October 1, 2011 marked a major watershed in commercial banking, for on that date, the Durbin Amendment, one of the most ill-conceived reforms of the Dodd-Frank Act, went into effect. Senator Dick Durbin (D – Illinois) added his amendment into the act at the last moment without any Senate or House hearing. The reform he implemented will revolutionize retail banking, and for the worse. Stripped to its core, this convoluted provision orders the Federal Reserve Board to institute a set of maximum fees that large banks—defined as those whose assets exceed $10 billion—can charge to their debit-card customers. Prior to the Dodd-Frank Act, these fees averaged about $0.47 on the typical $35 purchase. Small banks can do business as they did before.
After much preliminary skirmishing, the Fed capped the permissible rate to about $0.24 for the typical transaction, thereby digging a $6.6 billion balance sheet hole for the large banks. Those banks now have to look elsewhere for their lost revenues. Bank of America has, according to New York Times reporters Ron Lieber and Ann Carrns, the "nerve" to impose a $5 monthly debit-card fee on most of its customers—except for those who maintain high bank balances. Other banks have imposed smaller fees between $3 and $4. Still others have stood pat for now.
Those fees turn out to be a big deal. Though Lieber and Carrns denounced the fees as a "tax on pretty much every customer without a healthy salary," they did not bother to point the finger at Senator Durbin for the tax.
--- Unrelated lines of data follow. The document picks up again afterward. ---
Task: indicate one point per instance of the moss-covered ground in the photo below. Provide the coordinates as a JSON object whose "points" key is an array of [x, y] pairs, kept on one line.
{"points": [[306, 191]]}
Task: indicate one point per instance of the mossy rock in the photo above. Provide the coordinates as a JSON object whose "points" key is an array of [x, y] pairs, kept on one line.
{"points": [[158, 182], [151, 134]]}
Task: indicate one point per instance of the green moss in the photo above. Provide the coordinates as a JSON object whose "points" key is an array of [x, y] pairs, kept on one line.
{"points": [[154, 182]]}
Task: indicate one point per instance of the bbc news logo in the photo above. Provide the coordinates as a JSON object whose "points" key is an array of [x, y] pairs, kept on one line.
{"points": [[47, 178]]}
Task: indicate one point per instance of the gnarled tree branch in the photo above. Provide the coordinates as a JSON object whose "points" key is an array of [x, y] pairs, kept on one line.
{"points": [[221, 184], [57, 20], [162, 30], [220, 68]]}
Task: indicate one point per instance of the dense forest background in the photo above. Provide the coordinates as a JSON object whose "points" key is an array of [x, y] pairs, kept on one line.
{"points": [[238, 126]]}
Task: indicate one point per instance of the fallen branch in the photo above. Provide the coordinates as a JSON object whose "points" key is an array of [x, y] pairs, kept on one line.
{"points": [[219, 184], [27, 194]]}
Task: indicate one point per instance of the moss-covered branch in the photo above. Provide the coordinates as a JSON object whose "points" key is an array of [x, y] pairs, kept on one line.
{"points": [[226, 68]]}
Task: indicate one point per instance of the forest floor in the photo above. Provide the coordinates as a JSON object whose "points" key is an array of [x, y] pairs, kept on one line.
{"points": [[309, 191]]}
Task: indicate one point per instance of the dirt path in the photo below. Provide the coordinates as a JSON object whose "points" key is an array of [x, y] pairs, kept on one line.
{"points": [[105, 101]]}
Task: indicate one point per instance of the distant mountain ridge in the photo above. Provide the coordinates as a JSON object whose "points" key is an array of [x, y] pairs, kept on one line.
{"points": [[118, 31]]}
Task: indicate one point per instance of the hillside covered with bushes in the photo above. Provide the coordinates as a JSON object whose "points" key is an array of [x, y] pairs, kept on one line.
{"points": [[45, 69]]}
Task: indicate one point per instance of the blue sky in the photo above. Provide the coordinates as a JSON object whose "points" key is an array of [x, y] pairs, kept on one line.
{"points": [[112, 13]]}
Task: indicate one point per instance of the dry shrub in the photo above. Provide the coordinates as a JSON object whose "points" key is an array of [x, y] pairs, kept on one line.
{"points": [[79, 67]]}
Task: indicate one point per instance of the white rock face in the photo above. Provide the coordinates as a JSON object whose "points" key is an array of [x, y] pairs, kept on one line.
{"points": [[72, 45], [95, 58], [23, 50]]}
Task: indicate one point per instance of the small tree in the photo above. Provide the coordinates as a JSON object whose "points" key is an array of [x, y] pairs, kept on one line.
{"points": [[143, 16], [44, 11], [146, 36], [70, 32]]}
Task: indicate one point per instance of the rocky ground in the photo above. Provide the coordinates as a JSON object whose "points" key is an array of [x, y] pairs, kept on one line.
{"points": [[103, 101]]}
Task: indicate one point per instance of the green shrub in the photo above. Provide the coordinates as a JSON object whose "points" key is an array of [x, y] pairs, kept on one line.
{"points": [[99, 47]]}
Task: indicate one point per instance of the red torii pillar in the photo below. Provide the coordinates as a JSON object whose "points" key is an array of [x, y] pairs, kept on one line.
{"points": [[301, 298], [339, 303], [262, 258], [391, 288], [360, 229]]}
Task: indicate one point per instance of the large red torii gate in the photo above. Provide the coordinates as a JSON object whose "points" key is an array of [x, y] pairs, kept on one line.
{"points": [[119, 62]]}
Lieber and Carrns urged customers to bank elsewhere. Given that threat, they may have to. As George Mason Law’s Todd Zywicki reports in the Wall Street Journal, small branches are closing, free checking accounts are evaporating, and marginal customers are being driven from the banking system to cash exchanges, pawn shops, and high-priced prepaid cards. There is no magic with price controls. They do for banking what they do everywhere else: create product shortages and spawn regulatory intrigue.